Hint: When we have to calculate a natural number, we count from 1 as 0 is not a natural number. Also, we can use the following concept
 No. of ways to fill r places when repetition is allowed,
$\begin{align}
  & =n\times n\times n............r \\
 & ={{n}^{r}} \\
\end{align}$
First place can be filled in n ways, second, third, fourth … place can be filled in n ways as repetition is allowed.

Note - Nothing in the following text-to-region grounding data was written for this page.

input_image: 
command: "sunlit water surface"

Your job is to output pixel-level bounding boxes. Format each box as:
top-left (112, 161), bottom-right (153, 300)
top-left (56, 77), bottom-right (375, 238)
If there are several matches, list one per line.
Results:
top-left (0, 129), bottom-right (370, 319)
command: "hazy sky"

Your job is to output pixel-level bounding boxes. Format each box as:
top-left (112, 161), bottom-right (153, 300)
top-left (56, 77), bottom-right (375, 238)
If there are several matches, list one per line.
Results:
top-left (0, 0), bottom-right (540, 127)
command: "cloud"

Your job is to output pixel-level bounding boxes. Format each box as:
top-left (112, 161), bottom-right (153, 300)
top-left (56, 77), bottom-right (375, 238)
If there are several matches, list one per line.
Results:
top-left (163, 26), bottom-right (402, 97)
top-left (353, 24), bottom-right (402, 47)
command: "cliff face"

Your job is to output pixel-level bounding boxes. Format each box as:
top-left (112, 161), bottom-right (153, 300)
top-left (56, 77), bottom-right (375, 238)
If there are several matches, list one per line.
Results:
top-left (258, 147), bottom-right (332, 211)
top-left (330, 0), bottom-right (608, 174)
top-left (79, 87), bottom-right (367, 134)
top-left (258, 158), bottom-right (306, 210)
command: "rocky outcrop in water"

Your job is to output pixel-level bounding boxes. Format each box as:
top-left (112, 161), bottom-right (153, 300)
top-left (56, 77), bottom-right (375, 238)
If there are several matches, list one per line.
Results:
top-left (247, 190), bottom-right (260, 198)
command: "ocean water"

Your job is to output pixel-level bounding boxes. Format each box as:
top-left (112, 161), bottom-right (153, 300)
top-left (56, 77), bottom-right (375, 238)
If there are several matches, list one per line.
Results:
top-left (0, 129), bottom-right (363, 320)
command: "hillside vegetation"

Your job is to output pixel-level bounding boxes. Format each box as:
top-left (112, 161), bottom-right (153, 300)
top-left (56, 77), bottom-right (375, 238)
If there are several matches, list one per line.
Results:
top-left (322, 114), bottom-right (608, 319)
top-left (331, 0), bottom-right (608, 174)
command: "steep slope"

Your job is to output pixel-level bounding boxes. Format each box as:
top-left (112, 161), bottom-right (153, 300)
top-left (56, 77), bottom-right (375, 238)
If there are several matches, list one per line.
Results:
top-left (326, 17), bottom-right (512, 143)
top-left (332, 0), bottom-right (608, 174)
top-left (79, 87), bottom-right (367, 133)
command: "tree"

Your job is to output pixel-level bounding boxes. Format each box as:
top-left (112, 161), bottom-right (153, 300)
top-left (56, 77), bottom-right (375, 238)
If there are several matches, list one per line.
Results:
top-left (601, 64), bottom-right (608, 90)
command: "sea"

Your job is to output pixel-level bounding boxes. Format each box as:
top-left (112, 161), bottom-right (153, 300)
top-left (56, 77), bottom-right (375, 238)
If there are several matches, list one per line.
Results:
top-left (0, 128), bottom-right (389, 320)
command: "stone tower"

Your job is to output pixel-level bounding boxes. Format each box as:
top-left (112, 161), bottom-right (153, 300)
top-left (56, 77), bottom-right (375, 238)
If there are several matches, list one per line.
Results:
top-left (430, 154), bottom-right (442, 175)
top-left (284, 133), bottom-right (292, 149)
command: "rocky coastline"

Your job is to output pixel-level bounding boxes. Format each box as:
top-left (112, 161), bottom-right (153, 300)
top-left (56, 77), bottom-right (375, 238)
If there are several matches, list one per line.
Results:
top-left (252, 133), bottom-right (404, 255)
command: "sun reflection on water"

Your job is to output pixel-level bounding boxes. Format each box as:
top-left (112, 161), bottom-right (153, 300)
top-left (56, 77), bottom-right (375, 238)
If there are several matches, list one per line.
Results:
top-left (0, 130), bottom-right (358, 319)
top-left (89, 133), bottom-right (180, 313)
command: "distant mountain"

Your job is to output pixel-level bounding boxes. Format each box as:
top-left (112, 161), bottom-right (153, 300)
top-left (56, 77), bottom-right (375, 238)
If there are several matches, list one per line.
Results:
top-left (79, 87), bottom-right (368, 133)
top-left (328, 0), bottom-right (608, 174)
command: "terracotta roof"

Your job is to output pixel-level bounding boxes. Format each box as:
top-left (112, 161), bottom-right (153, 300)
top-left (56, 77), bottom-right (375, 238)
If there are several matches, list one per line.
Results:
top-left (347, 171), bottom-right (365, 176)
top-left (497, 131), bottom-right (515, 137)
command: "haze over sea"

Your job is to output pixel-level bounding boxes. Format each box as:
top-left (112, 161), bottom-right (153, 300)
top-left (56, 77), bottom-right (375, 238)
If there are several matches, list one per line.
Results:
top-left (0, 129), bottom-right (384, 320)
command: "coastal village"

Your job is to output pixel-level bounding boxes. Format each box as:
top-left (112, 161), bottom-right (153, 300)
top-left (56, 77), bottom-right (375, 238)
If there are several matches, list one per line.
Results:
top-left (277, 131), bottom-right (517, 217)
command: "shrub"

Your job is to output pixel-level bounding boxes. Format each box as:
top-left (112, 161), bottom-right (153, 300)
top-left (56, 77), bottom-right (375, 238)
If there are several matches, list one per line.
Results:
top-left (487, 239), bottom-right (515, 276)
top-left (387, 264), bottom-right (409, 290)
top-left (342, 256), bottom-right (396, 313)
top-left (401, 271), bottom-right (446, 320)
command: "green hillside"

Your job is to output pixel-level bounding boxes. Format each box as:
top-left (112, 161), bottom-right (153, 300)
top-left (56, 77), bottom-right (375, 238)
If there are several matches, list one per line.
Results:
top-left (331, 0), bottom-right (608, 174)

Complete step-by-step answer:
We have to find the total no. of numbers that can be formed by using 0,1,3,7,9 and number is less than7000, so we have to consider the following case.
Case 1: One-digit number
i.e. filling of one place out of 0,1,3,7,9
This can be done by four ways as 0 is not a natural number
Case 2: Two-digits number
Tens place can be filled by 1,3,7,9 as 0 cannot be filled at tens place
i.e. by 4 ways and unit place can be filled by 0,1,3,7,9 i.e. 5 ways
so total number of ways to fill two places=$(4)(5)=20$
Case 3: Three-digit number
Hundred places can be filled by 1,3,7,9 i.e. 4 way as 0 cannot be filled at hundredth place, tenth and unit place can be filled by any of the digits 0,1,3,7, i.e.5 ways
So, Total number of three-digit number that can be formed by given digits$\Rightarrow (4)(5)(5)=100$
Case 4: Four-digit number
Thousand places can be filled by 1,3
i.e. by 2 ways as numbers is less than 7000 and 1000^th place cannot have 0 also 100th, 10^th and unit place can be filled by 0,1,3,7,9 i.e. 5 ways
so total number of ways to fill all the four places =$(2)(5)(5)(5)=250$
so total number of numbers that can be formed
$\begin{align}
  & =4+20+100+250 \\
 & =374 \\
\end{align}$
Hence option D is correct.

Note: This can be solved as 1000^th place filled by 3 ways, 100^th, 10^th and unit place by 5 ways each as repetition allowed. So, multiplication rule of country
$=3\times 5\times 5\times 5=375$
As 0 in not a natural number
So total number of natural numbers
$\begin{align}
  & =375-1 \\
 & =374 \\
\end{align}$
Also, it should be noted that If one operation can be performed in m ways, and (where it has been performed in any one of these ways) a second operation can then be performed in n ways; the number of ways of performing the two operations will be mn. If the two operations are mutually exclusive, that is, they are independent of each other then the number of ways of performing the two operations will be m+n.